Time as a teacher

By Derek James | June 28, 2009

teacherAnother guest editor here... I met Max at this year's ICCNS and he suggested writing a guest entry for Neurdon. The ideas hopefully compliment some of the stuff Ethan blogged about.

I'm a 4th-year PhD student in the Institute of Cognitive Science at The University of Louisiana at Lafayette. When I entered the program, I was mostly interested in AI and evolutionary algorithms. I wanted to evolve a Go-playing program. But my interests shifted, especially in my first year when I read Jeff Hawkins' On Intelligence. I thought it was great stuff, and I liked two things central to his framework: 1) The temporal aspect of cognition, and 2) The crucial role of feedback. He made a convincing case that every modality and skill is essentially a matter of learning and processing sequences.

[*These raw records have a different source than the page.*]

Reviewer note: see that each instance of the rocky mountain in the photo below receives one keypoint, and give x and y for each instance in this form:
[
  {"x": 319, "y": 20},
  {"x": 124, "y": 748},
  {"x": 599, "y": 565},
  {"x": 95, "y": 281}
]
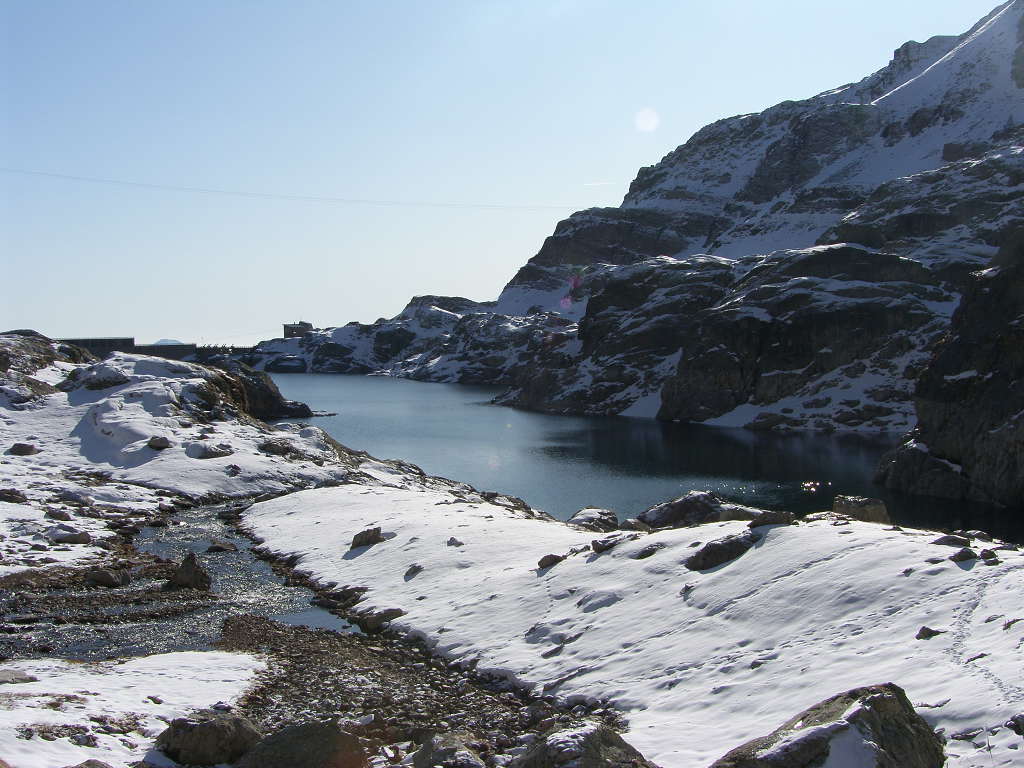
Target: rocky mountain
[{"x": 792, "y": 268}]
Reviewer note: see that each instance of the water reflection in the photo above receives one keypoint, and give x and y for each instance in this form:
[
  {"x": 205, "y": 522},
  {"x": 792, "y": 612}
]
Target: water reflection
[{"x": 562, "y": 463}]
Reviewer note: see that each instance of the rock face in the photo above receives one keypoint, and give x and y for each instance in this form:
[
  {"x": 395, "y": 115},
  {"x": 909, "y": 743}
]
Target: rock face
[
  {"x": 189, "y": 574},
  {"x": 306, "y": 745},
  {"x": 969, "y": 442},
  {"x": 211, "y": 738},
  {"x": 873, "y": 727},
  {"x": 591, "y": 747},
  {"x": 861, "y": 508},
  {"x": 788, "y": 269},
  {"x": 695, "y": 508}
]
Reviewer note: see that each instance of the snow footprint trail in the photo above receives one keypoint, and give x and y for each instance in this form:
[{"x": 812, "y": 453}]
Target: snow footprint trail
[{"x": 812, "y": 610}]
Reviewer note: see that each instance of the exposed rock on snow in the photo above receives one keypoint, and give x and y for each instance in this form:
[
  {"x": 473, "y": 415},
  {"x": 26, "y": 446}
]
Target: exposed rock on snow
[
  {"x": 449, "y": 751},
  {"x": 715, "y": 648},
  {"x": 208, "y": 738},
  {"x": 861, "y": 508},
  {"x": 695, "y": 508},
  {"x": 872, "y": 727},
  {"x": 721, "y": 551},
  {"x": 591, "y": 747},
  {"x": 306, "y": 745},
  {"x": 593, "y": 518},
  {"x": 190, "y": 574}
]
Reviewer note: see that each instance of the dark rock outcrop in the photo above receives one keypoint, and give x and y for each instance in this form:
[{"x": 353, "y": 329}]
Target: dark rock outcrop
[
  {"x": 306, "y": 745},
  {"x": 591, "y": 747},
  {"x": 969, "y": 442},
  {"x": 695, "y": 508},
  {"x": 873, "y": 727},
  {"x": 721, "y": 551},
  {"x": 189, "y": 574},
  {"x": 210, "y": 738}
]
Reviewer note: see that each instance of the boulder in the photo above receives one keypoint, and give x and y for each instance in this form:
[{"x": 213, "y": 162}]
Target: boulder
[
  {"x": 189, "y": 574},
  {"x": 209, "y": 738},
  {"x": 862, "y": 508},
  {"x": 695, "y": 508},
  {"x": 67, "y": 535},
  {"x": 449, "y": 751},
  {"x": 610, "y": 542},
  {"x": 367, "y": 538},
  {"x": 204, "y": 450},
  {"x": 721, "y": 551},
  {"x": 951, "y": 540},
  {"x": 964, "y": 555},
  {"x": 870, "y": 727},
  {"x": 593, "y": 518},
  {"x": 111, "y": 578},
  {"x": 13, "y": 676},
  {"x": 592, "y": 745},
  {"x": 549, "y": 560},
  {"x": 633, "y": 523},
  {"x": 306, "y": 745},
  {"x": 771, "y": 517}
]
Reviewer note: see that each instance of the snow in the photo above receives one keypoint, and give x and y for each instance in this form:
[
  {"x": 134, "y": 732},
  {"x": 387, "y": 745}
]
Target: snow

So that's where I started focusing my attention.

Ethan's entry discusses the particular case of using the temporal regularities in input to form invariant object representations. I'm going to discuss the more general case of how a network model can be structured in order to exploit the temporal structure of input in order to form representations of sequences. I believe that if we can understand how a system can learn and subsequently process a sequence such as C->A->B in an unsupervised manner, using time as the teacher, then we've got a basis for understanding many cognitive processes, from the formation of representations of musics and language, to visual object recognition, to somatosensory representations, and so on.

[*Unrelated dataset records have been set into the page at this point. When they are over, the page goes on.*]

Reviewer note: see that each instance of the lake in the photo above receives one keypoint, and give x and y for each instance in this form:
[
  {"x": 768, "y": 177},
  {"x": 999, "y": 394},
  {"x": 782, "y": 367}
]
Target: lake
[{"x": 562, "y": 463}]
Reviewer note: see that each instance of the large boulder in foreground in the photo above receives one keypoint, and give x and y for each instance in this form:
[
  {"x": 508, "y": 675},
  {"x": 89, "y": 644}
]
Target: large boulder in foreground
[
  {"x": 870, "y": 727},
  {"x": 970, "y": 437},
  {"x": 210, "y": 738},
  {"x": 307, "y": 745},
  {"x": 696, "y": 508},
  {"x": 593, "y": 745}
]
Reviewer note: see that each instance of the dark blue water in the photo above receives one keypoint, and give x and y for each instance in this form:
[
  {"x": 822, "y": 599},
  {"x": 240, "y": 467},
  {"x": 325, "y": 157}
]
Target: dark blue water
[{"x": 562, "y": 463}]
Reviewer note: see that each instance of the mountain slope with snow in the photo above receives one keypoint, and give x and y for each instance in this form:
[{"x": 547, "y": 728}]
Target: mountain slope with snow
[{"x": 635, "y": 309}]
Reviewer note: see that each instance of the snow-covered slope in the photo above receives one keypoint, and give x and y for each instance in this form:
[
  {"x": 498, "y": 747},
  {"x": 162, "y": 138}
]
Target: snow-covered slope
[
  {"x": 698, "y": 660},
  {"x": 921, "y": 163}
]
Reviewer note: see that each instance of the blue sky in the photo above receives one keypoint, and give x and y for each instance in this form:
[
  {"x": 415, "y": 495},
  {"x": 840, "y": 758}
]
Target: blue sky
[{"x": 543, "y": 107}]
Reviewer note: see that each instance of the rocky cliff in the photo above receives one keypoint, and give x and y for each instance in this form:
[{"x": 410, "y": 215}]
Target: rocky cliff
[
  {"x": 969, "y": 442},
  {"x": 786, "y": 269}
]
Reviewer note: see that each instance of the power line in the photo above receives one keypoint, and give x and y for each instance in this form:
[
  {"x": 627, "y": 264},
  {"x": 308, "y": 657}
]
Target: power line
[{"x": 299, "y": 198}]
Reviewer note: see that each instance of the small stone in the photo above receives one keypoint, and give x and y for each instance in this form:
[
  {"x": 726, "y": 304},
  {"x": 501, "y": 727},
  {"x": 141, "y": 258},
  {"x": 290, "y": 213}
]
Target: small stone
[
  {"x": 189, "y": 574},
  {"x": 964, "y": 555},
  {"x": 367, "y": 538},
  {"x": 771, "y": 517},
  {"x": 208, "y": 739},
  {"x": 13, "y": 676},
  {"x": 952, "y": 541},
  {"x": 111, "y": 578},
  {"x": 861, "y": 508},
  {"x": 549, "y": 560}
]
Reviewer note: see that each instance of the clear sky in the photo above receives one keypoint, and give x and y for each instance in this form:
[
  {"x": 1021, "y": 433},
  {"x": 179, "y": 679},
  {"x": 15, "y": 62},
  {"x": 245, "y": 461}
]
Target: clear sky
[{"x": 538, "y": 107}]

I believe the way in which we learn a song and the way in which we learn to recognize a toy duck are very similar. Both are learned and processed sequentially, with one important distinction. The song is order-sensitive, i.e. the order of the input matters, whereas the sequences representation of objects is order-invariant. Whether the duck moves from right to left or left to right, or is rotated clockwise or counterclockwise, or is zoomed in and out, you still recognize it as a duck.

I began working on a model of unsupervised sequence learning that focuses on order-sensitive sequences, under the assumption that such a model could then be generalized to learning and processing order-invariant sequences.

I was a bit frustrated that in Hawkins' book he didn't provide many details about how learning might occur. He briefly mentions Hebbian learning and says that it could by an underlying mechanism for the framework he proposes, but he doesn't say how. Hawkins has gone on to co-found a company devoted to implementing his vision with Dileep George. So I followed up by reading George's 2008 PhD dissertation "How the Brain Might Work: A Hierarchical and Temporal Model for Learning and Recognition". The model is a hierarchical Bayesian approach which uses a method called temporal pooling. If I'm understanding it correctly, the model is exposed to a bunch of stimuli and then builds representations based on the likelihood of a stimulus at a particular point in time transitioning to another stimulus at the next time step. This is essentially how learning occurs in nodes at lower levels of the hierarchy. What I was a bit disappointed to find out is that the top-level node, which associates these representations with a unique identifier (e.g. "dog") is supervised.

So I set out to design a simple model that was grounded in neurophysiological learning mechanisms that tried to answer this central question:

How might order-sensitive sequences be learned in an unsupervised way, exploiting the temporal structure of the input?

I chose to use a neural network model composed of leaky integrate-and-fire units. The learning mechanism would be spike-timing dependent plasticity (STDP), which seemed a natural fit for learning causal relationships in time-varying input.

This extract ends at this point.